Il sangue non è acqua
[1]
 
 
 



 
 
«Elias, tu sei un principe. E non puoi essere amico del figlio di una serva.»

È dura, sua madre. Pronuncia parole di pietra.

Ma loro due sono come acqua – l'acqua scava pure le montagne, goccia dopo goccia; l'acqua non può essere divisa a metà.

Elias le risponde che con lui sta bene, che è come un fratello. Che lo vedrà – balbetta un poco, mentre sfida la Regina – tutte le volte che desidera.

«Un fratello?» chiede incredula lei, sdegnata, perché Elias è sangue del suo sangue. L'ha portato nel ventre, anche se per una notte sola, l'ha partorito fra il dolore del corpo e la gioia dell'anima. E nelle vene le scorre la più blu delle discendenze[1], non la lavatura di piatti che riempie una ragazza delle cucine[2].

Nata sopra gli altri, non vede due metà divise: solo un principe ed un servo.

Diversi.

Anche se sono uguali, se non ci sono differenze: nessuno dei due riesce a trovare pezzi discordanti sui loro corpi identici – né dentro. Sono gocce d'acqua, l'una gemella all'altra. In ogni luogo lo sussurra il popolo e pure la corte, quando la regina è abbastanza lontana.

Solo lei è cieca, a Selvaoscura: non vede che hanno entrambi capelli di nuvole e ciglia trasparenti, la pelle di luce, che sono così bianchi, anche se la madre di uno è scura come la terra e l'altra è tutta rossa, bruciata dalla troppa fatica; non vede che hanno gli stessi piccoli occhi – uno marrone e l'altro blu –, identiche facce lunghe, con labbra ben disegnate e nasi grandi.

È come un gioco di specchi, fra Elias e Jonah. Ma sono ben più l'uno il riflesso dell'altro.

«Il solo e unico legame di sangue che hai è con me, tua madre. È a me che tu devi rispetto e obbedienza! Io sono la tua regina, non devi mai dimenticarlo.»
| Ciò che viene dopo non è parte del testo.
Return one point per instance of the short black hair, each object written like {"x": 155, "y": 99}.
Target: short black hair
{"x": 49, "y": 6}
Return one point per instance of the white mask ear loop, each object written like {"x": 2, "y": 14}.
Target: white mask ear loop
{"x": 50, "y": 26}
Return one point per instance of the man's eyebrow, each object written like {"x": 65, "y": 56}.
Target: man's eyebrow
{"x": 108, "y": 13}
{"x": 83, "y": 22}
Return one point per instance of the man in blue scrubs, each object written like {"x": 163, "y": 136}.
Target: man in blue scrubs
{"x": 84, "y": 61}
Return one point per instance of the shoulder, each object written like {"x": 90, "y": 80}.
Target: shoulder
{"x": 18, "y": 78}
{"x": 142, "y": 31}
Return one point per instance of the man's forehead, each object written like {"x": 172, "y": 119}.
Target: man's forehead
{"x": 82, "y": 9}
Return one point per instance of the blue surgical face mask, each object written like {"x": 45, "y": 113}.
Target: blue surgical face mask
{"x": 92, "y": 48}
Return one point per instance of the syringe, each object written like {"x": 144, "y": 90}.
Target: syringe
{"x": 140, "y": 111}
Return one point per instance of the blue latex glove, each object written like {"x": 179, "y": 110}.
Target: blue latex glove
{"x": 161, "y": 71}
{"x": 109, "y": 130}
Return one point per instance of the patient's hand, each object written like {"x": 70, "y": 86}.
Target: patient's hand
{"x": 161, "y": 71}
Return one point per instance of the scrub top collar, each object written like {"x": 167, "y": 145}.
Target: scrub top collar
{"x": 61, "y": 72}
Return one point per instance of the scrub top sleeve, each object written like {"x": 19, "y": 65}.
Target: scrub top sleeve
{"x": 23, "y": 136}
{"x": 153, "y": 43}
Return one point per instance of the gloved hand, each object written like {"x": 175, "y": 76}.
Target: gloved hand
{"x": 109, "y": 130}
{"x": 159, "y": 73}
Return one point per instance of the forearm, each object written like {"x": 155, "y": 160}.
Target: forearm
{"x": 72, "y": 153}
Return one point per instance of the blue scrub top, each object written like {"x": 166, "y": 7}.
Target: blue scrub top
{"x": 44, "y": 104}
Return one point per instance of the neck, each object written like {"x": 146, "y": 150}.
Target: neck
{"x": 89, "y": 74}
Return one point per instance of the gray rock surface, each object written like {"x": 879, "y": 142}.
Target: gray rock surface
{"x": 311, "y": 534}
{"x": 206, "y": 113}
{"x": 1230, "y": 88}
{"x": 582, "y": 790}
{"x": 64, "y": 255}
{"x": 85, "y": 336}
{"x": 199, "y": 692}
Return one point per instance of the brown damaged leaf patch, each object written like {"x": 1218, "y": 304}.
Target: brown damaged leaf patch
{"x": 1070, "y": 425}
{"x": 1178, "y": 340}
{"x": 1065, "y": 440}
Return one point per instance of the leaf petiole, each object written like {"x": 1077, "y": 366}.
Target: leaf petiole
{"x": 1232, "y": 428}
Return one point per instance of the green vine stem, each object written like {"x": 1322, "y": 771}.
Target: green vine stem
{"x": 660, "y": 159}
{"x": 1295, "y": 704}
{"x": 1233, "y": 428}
La madre è ferita, ma reagisce la sovrana. Comanda scuse, e le riceve – mani scure posate sul grembo ricoperto di porpora, lo sguardo ferito, la posa nobile. Poi chiama a sé il figlio e gli sorride. Prima rincuorata, ma poi sempre più mesta.

Elias le vuol bene: il sangue è denso, lo sa, però l'acqua è ben più dolce.

«Figlio mio...» sussurra lei e china il busto, per baciargli il palmo. Come fosse una santa reliquia. «Se ti vedo con lui un'altra volta, lo rimpiangerete entrambi.»

Elias guarda gli occhi scuri di sua madre, umide pozze nere.

Poi annuisce appena, lieve.

Giusto quel che serve per confortarla – giusto il tempo di illuderla.

L'acqua è furba.

Se non può affrontarlo, allora aggira l'ostacolo che la intralcia. Trova sempre una nuova via.

L'acqua non può essere divisa a metà, pensa.

 



Note:

[1] Modo di dire, che di norma sta a indicare che i legami di sangue, quindi di famiglia, sono molto più forti degli altri. Ma esiste anche un'altra interpretazione, quella degli autori Albert Jack e R. Richard Pustelniak, ovvero che i sodalizi fatti con un patto di sangue, sono più forti dei legami nati in senso alla famiglia.

[2] Per chi non avesse visto il fim o non ricordasse: la madre biologica di Jonah è una servetta delle cucine reali.